A second referendum would most certainly be binding and it is essential if we value democracy.

Thursday, June 23, 2016

Brexit - how to make the best of a bad vote.

Right folks. How can we make this work ? Jenny Jones's comments obviously come to mind. I did not hear any Green say that her views were wrong, just that, because they did not match with what Conference had decided she should keep quiet about them. One of her major points is that Greens are and have always been firmly against Globalisation - of industry, the economy and commerce in general. The not opposing Remain argument put greater weight on the environmental and social aspects of staying within the EU - which has always been an economic grouping and not an environmental one - despite the best efforts of very many Euro Greens. All their work and that of so many other groups that have been aimed at correcting that error are now in terrible danger of being wasted. But, we should now remember that they were the best we could do from the position we were in then. Now we have moved.

We always wanted, needed and campaigned for an environmental union and we can still have that - now freed from the commercial concerns imposed by having to meet the ever more difficult problems of equating different countries and societies in the pretence of them being a single entity. Environmentally the world is indeed one place and every action one group makes has an impact on many if not all others, we have always known that and now the people have chosen to have our collective noses rubbed in the realities of our similarities and differences.

Now that the UK, for as long as it can be called United, is cutting itself away from financial ties with Europe, it shall have to run on a wartime system - living with vastly reduced imports. Land will have to be put in to food production and people shall be needed to tend the processes.
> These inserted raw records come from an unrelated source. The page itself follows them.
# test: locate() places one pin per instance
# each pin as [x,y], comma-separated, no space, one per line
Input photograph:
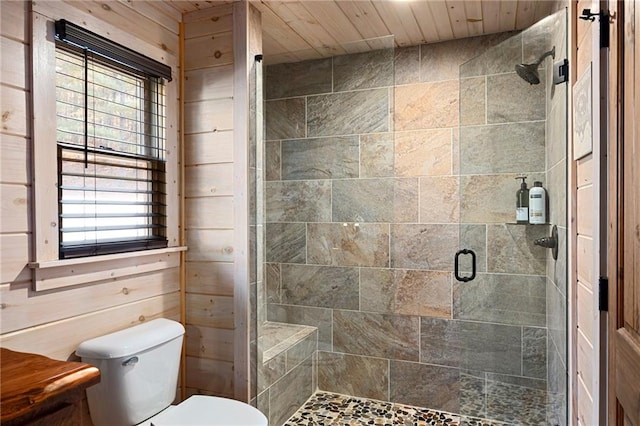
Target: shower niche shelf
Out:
[530,224]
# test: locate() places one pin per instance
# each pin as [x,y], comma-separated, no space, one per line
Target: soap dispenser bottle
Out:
[537,204]
[522,202]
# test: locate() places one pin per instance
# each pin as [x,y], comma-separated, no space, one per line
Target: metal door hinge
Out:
[603,294]
[604,18]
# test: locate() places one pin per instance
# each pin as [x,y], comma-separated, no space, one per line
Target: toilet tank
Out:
[138,372]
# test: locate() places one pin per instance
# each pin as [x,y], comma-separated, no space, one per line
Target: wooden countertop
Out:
[32,383]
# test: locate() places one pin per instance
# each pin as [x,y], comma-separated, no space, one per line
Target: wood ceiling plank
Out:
[148,9]
[426,22]
[182,6]
[400,20]
[441,19]
[457,18]
[167,8]
[491,16]
[473,11]
[277,29]
[365,18]
[306,26]
[333,20]
[543,9]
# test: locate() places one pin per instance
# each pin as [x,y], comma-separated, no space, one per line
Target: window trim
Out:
[44,215]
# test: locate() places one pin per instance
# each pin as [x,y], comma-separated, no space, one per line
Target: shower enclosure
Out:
[378,165]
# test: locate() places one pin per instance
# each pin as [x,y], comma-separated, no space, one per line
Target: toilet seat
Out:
[201,410]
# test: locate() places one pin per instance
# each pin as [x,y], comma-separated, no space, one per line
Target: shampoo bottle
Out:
[522,202]
[537,204]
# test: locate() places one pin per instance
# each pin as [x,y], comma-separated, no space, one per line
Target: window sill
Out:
[69,272]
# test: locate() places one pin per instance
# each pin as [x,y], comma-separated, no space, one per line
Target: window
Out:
[110,132]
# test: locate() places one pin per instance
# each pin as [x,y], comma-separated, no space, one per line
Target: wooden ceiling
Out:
[296,30]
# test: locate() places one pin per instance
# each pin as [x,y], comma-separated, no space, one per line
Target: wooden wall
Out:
[54,322]
[209,209]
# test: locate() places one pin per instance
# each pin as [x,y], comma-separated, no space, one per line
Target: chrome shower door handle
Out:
[456,270]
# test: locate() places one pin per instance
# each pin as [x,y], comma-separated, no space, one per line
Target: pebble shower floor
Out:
[329,409]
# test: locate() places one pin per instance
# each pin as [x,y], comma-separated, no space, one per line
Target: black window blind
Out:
[111,155]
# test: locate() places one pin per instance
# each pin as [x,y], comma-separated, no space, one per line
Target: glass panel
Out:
[329,198]
[510,320]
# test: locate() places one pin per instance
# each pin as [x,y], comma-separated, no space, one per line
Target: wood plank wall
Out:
[585,281]
[53,323]
[209,209]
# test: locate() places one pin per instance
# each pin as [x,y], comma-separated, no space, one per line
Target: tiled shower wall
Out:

Raw materials will be in short supply too, but, the UK, like all 21st century economies has generated huge quantities of waste and these can be recovered and reused - probably at a far lower eventual cost than would be expended rebuilding infrastructure to cope with the as yet utterly unpredictable import export systems that must now be redeveloped. There could be a maximum of only two years in which to do this, possibly far less time than that. Greens know what to do, we have been trying to get societies to be self sufficient for decades. Now, the UK has forced itself in that direction this is a great opportunity if approached correctly. Produce locally. Consume locally. Export only what the rest of the world can not make, import only what the UK can not make.
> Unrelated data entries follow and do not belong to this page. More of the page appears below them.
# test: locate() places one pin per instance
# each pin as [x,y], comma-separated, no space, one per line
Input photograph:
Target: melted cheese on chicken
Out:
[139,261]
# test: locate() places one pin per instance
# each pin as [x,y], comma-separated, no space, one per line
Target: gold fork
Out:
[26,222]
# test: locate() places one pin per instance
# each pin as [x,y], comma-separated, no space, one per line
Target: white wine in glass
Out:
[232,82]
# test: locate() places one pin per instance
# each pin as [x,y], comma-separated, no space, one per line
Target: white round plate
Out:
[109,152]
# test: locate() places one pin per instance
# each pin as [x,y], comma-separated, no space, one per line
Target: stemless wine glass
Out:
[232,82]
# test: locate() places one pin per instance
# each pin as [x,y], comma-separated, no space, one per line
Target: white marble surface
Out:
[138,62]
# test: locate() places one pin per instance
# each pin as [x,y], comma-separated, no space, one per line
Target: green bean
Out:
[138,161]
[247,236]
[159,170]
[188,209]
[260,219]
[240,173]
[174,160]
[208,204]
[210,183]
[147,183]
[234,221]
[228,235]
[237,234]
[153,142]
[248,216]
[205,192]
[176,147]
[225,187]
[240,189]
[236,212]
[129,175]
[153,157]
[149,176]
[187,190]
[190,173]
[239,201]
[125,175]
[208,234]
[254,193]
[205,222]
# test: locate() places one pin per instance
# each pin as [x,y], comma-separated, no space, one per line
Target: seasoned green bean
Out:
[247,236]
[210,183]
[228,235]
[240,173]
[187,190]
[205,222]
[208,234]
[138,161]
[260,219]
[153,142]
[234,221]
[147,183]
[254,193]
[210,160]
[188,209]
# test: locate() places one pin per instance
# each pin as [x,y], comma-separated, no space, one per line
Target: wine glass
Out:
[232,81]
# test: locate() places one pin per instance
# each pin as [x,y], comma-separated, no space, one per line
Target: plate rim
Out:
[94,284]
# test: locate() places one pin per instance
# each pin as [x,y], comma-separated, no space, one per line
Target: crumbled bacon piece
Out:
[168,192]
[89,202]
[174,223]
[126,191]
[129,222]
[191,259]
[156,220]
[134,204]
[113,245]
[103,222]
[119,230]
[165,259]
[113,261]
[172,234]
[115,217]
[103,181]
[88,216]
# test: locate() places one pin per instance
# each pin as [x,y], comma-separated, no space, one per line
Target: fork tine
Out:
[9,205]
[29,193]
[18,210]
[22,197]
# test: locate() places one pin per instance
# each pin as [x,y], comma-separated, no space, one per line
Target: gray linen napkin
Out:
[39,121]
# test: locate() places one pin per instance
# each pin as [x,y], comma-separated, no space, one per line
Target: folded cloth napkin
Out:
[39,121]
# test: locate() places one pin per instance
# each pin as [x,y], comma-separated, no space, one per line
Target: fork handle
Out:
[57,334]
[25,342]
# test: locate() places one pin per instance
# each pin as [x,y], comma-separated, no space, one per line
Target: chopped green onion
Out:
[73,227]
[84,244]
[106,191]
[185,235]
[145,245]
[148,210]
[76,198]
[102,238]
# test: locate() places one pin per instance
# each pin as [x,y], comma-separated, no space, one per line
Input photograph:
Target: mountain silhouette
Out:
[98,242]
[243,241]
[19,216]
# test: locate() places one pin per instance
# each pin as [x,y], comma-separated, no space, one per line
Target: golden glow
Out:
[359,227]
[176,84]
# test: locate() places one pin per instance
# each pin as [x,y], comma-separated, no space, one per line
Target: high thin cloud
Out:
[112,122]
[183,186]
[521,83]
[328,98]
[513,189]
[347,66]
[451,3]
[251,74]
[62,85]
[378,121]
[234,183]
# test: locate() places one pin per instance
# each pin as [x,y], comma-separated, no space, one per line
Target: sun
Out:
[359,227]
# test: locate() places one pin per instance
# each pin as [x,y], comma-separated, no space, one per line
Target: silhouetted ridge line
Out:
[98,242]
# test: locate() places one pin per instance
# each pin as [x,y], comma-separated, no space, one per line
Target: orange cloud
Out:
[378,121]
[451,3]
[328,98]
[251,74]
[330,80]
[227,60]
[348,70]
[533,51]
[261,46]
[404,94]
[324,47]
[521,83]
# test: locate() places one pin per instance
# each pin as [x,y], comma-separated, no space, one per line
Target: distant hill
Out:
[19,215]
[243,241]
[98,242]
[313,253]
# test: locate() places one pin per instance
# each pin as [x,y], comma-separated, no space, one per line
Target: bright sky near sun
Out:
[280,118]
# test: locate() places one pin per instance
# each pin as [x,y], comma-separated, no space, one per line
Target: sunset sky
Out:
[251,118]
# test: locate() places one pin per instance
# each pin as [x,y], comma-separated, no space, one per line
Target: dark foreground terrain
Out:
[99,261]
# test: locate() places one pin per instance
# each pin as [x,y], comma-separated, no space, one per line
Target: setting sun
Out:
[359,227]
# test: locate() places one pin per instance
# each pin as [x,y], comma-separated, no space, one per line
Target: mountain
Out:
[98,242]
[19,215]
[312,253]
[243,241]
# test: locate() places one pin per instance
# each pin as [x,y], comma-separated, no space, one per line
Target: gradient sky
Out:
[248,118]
And now the good news. We all need water, food, space and resources to sustain life and the quality of life we have come to expect and hope for. Too often in the past these have been won through invasion and wars. Today though things have moved on. The last few decades of planet wide technological and social growth and unification of information and scientific effort have resulted in exponential increases in the capability of every technology humanity has to hand - and has even created the probability of artificial assistance - Robotics. These changes are no shock to anyone who has been watching, but most people have not had the time, they have work to do, they leave that sort of thing rightly to elected representatives to do that job while they get on with their's. This 'Leave' vote tells politicians that the public thinks they have been caught with their hands in the till - sleeping or partying on the job. The Public has spoken and said - enough - we deserve better. Well, Greens are better.
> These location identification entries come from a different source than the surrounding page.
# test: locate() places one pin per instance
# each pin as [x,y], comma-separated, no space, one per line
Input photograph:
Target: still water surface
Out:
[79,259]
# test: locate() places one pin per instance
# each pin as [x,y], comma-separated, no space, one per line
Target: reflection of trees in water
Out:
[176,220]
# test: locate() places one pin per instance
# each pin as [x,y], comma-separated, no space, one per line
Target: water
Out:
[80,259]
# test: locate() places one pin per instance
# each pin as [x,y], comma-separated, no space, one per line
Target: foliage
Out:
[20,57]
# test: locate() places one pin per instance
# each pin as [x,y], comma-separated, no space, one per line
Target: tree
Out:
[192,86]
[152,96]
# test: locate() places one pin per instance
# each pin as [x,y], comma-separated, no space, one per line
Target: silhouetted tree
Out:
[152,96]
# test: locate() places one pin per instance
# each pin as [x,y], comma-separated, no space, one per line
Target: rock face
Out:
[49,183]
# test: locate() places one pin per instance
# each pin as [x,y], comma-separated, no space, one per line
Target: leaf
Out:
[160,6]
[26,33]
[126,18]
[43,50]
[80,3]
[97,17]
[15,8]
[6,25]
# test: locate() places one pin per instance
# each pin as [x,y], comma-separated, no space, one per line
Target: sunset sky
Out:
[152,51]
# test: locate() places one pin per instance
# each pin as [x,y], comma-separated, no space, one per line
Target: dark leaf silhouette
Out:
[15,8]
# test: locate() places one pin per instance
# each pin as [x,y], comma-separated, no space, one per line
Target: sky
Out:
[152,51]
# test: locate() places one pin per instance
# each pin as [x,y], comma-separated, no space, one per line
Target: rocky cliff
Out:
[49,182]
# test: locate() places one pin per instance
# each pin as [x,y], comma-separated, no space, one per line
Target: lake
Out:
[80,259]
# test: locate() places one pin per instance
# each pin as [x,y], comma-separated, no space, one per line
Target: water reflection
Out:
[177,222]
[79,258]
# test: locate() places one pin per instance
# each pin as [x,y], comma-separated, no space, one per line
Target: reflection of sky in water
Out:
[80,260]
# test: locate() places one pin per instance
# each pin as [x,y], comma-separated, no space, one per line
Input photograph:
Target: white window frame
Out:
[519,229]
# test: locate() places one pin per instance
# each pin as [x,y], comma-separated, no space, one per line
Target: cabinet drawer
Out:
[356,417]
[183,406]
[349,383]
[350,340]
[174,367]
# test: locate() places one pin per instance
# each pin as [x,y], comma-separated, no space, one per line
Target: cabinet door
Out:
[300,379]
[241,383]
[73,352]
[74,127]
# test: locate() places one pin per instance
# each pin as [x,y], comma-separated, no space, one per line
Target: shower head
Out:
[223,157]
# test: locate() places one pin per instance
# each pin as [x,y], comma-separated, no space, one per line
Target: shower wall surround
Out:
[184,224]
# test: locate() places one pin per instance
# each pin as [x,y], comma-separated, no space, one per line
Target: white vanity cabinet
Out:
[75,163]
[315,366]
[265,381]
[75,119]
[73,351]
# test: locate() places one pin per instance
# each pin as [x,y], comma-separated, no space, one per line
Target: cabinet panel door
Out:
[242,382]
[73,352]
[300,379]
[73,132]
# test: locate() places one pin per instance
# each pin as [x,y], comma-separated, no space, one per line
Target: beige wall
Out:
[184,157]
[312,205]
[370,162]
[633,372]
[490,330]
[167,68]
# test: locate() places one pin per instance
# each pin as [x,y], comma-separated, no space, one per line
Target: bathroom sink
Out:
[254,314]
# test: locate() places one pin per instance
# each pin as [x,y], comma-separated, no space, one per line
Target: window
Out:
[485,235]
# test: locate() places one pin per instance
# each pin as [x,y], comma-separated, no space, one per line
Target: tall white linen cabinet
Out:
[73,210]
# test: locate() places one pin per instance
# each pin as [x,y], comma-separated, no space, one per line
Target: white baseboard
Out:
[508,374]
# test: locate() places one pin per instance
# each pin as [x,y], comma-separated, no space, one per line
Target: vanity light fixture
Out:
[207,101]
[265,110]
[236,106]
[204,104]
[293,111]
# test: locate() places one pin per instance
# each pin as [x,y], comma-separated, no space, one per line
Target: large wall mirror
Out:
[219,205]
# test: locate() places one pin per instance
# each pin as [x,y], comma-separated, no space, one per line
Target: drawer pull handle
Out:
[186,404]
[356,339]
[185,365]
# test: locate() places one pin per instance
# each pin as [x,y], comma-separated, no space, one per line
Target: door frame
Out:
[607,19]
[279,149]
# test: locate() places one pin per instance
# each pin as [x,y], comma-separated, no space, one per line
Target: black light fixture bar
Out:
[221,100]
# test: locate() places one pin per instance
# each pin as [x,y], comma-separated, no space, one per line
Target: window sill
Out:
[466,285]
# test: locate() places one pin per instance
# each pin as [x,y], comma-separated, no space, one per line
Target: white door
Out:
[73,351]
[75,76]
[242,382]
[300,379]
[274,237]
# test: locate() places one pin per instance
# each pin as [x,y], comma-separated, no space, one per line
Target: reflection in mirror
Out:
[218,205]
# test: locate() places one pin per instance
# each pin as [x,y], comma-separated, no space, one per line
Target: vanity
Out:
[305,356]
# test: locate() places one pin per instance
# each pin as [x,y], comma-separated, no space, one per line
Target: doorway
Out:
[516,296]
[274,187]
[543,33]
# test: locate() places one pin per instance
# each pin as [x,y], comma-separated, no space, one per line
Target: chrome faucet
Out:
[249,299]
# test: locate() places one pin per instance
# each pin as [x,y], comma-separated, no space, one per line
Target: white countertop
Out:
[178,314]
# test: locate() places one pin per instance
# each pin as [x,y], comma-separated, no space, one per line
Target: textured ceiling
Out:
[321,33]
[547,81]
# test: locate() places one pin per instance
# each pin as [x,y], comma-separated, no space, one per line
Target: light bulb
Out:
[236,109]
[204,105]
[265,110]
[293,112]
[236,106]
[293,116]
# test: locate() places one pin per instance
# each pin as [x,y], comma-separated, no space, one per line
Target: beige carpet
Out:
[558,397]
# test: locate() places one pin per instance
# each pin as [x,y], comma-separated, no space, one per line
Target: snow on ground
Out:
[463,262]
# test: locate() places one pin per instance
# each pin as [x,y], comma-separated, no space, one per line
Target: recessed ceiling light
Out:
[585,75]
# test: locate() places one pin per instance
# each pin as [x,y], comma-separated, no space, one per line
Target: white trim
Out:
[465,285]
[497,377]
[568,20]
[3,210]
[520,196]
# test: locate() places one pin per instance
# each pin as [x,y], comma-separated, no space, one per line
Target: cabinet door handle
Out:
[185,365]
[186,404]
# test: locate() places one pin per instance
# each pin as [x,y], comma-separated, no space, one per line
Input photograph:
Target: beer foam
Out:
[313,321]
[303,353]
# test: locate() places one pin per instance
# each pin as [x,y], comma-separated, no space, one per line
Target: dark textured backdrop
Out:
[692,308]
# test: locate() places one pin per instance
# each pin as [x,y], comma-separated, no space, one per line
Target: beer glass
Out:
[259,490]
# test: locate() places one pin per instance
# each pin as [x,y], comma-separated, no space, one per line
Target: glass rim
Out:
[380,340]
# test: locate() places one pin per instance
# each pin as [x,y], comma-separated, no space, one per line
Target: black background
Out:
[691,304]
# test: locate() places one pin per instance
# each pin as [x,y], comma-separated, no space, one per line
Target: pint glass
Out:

Win Win ? No - the transition could be dreadfully painful. That is why the Green Party did not advocate it in the first place. We knew how hard it would be, we feared the xenophobia that could result from a 'them and us' 'Leave' vote, but hey, you asked for it, now here it comes. It's the job of the Greens to reunite a shattering country in to sustainable - environmental self sufficient small groups that can work together country and planet wide for the benefit of everyone and every thing.